Andrey Rublev, dont le père était boxeur, son surnom et sa signature vestimentaire est « Rublo », sa mère a entraîné Kournikova…

Ce vendredi, Carlos Alcaraz aura Andrey Rublev de l’autre côté du filet au Khalifa International Complex de Doha en demi-finale du tournoi de la catégorie 500. Alcaraz domine les précédents entre les deux par quatre victoires contre une. La taupe pour Carlitos était en quarts de finale du Mutua Madrid Open 2024, dans un duel conditionné par la blessure du Murcien au bras droit.

Rublev est l’une des personnalités les plus reconnues du circuit. Champion junior à Roland-Garros en 2014, battant le Majorquin Jaume Munar en finale, sa carrière tennistique ne peut se comprendre sans la figure de Fernando Vicente.

Fer, comme on le surnomme dans le circuit professionnel, a passé quatre ans à diriger la carrière de Marcel Granollers, entre-temps il s’est arrêté une saison pour affronter le Canadien Steven Díez, et maintenant il célèbre sa onzième saison aux côtés de Rublev au 4Slam Tennis de Barcelone. Loglo, l’un des techniciens de l’académie Gavà, remplace Vicente dans l’actuelle tournée du Golfe Persique.

Andrey a remporté 17 titres ATP et ses bons résultats lui ont valu le prix du joueur révélation de la campagne 2020, la même reconnaissance que Carlos Alcaraz, actuel numéro un de Murcie, a eu en 2022.
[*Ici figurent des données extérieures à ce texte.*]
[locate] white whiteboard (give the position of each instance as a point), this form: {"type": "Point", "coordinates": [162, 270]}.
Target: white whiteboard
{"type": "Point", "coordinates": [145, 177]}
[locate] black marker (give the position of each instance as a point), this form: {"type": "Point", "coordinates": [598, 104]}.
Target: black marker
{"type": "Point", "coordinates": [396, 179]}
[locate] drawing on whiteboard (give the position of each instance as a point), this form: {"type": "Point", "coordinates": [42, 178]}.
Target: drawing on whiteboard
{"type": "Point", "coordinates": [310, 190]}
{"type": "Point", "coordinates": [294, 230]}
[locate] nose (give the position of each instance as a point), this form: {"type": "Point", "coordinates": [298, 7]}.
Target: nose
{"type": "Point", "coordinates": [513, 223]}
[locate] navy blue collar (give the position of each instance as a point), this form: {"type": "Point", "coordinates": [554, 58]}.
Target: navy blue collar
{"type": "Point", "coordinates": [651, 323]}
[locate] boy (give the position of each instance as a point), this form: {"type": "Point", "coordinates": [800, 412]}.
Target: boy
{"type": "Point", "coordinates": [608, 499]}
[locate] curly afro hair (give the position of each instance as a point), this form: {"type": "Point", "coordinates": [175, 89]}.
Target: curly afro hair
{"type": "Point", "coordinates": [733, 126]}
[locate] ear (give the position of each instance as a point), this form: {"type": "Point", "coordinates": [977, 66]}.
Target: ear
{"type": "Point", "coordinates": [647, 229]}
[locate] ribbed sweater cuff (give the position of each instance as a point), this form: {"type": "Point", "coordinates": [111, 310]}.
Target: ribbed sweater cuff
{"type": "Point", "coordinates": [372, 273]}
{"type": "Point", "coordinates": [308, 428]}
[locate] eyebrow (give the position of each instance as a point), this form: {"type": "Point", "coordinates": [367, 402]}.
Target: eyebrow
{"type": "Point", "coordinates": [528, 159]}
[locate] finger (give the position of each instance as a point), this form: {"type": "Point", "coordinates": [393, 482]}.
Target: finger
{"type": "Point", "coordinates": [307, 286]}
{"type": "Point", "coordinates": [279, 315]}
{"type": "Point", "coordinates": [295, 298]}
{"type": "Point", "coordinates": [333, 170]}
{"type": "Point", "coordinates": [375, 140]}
L’une de ses caractéristiques est qu’il embrasse le ciel après les victoires. « C’est une façon de me remercier pour la façon dont les choses se passent pour moi », explique-t-il à MARCA.

Son père, Andrey, ancien boxeur, et sa mère Marina, entraîneur de tennis, soutiennent aujourd’hui leur fils sur les courts de Doha. C’est sa mère qui l’a initié au tennis au Spartak Tennis Club de Moscou et a pris les rênes à l’époque d’Anna Kournikova.

La demi-finale avec Alcaraz me montrera où je suis vraiment par rapport à lui

Andreï Roublev

Rublev, surnommé « Rouble », du nom de la monnaie de son pays, a créé il y a trois ans sa propre marque qui reçoit le même nom après avoir mis fin à son contrat avec la multinationale Nike.

Il avait des offres sur la table, mais a décidé de tenter sa chance en tant qu’entrepreneur. « Le logo ? Il pourrait s’agir de deux triangles ou d’yeux. » J’aime la diversité des opinions sur le sujet », explique-t-il.